This post is a part of a series of blogs written on the occasion of the 40th anniversary of the Solidarity movement. You can read about the 21 Gdánsk demands here and the poet Jadwiga Piątkowska here.
Seeing the British Library’s collection of independent Polish publications from the 1970s-1980s, one cannot fail to be impressed by the range and complexity of the material. Thousands of items – books, periodicals, posters, photographs, leaflets, stamps, etc. – form a very rich, dynamic collection. There is a sense of urgency about it. Almost all of this material was produced illegally and quickly, using various, sometimes unusual, duplicating methods, in response to the changing situation in the country.
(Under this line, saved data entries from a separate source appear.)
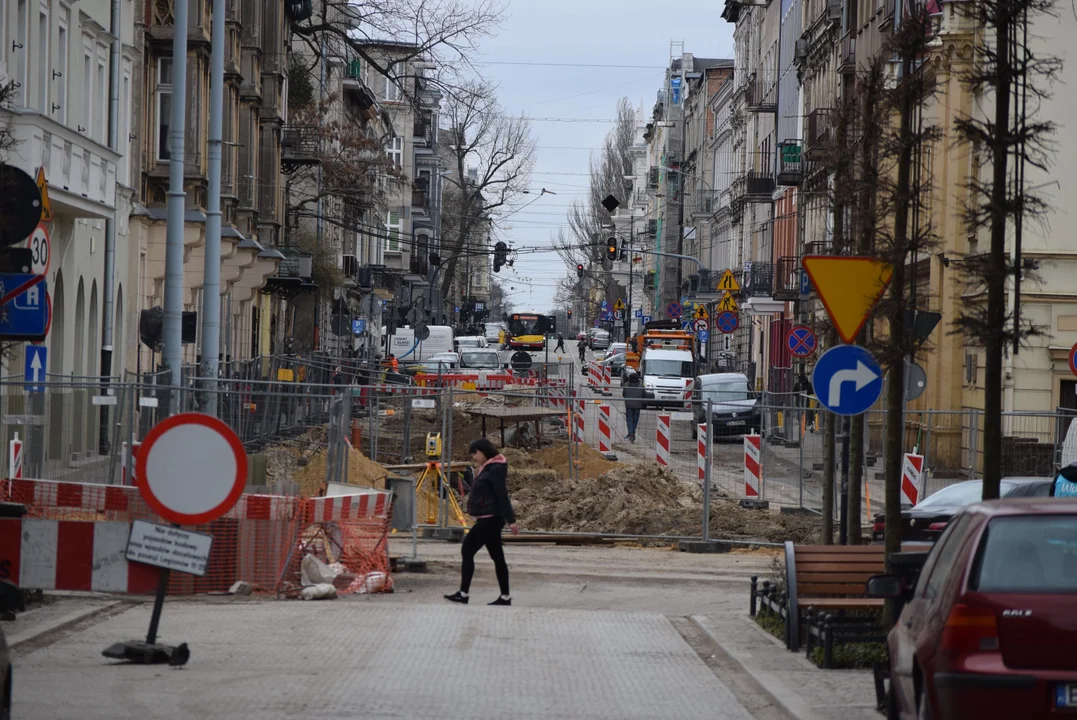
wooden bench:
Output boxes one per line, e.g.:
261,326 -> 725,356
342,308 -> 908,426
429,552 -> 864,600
751,542 -> 886,657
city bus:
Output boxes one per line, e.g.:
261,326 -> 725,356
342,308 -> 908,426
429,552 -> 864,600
507,312 -> 554,350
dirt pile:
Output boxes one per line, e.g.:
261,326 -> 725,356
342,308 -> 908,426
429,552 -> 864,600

The aim was to inform and to educate.
Engaging in any anti-government activity involved taking huge risks: the threat of physical violence, loss of job, being expelled from university, imprisonment. It meant crossing a significant psychological threshold. But what do you do once you have made your decision? How do you conspire effectively, and, crucially, safely? With her history of partitions, uprisings and anti-Nazi movements during World War II, Poland had a long tradition of conspiring. Books like Bibuła by Józef Piłsudski offered some advice, but they reflected very different times. There was clearly a need for an updated manual, and it appeared in the form of Mały konspirator, issued by the Agencja Informacyjna Solidarności Walczącej (Information Agency of Fighting Solidarity). This unassuming little book with densely-printed pages went through 10 editions in 1983-1984. For me it is an embodiment of the spirit of the collection.
Cover of Mały konspirator (Wrocław, 1983) Sol. 255s
A short introductory note explains that “Mały konspirator is a collection of texts written by people who were temporarily free. If you read the first chapter you may not have to follow the advice given in the next two chapters. Once you’ve acquainted yourself with the second chapter you will know the legal reason why you cannot be prosecuted for reading the third chapter. While reading the third chapter you will realise why it would be better not to mention that you have had this book in your hands”.
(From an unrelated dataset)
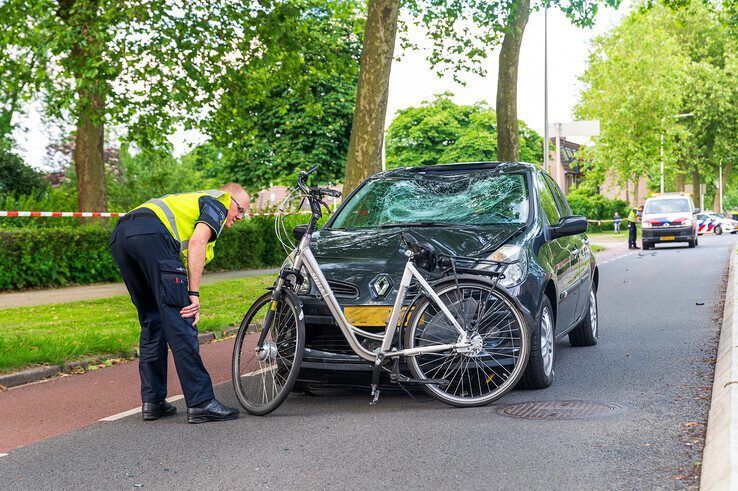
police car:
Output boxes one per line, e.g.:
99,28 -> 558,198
696,212 -> 737,235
Mały konspirator is full of practical advice on plotting. It tells you how to run a cell within an illegal network (links with the centre as loose as possible to avoid detection, meetings in person infrequent for the same reason but frequent enough to sustain a sense of purpose and solidarity between its members. Distributors should be paid well, otherwise they will not do their job properly – don’t trust anyone who offers to do it for free, for ideological reasons – their enthusiasm will wane and you will be left with piles of undistributed material. One should only keep minimal notes, if any at all, e.g. no full addresses, just numbers of houses/ flats; everything should be encrypted, if possible. It tells you how to behave when you suspect that you are being followed, and how to dispose of incriminating material if you think you are just about to be arrested. Crucially, Mały konspirator tells you what your rights are. Let’s say you have received an official-looking letter asking you to come to the militia station / court. Do you turn up? Ignore it if there is no case number on it, the book advises. There is nothing to be gained from appearing so eager to face the authorities.
Page from Mały konspirator. The heading translates as "Interrogation game"
Mały konspirator invites you to play a game: imagine a situation when you are arrested and interrogated. The prize is information. What kind of questions will you be asked? What sort of pressure will you be put under? What are your reactions likely to be? Do you know what your weak points are? You’d better find out fast because they will be exposed and mercilessly exploited.
Mały konspirator is a document of its times. Is there anything one can learn from it in the age of WhatsApp, Telegram and Nexta? I think that the main message remains very clear: don’t take democracy for granted. And always know your rights.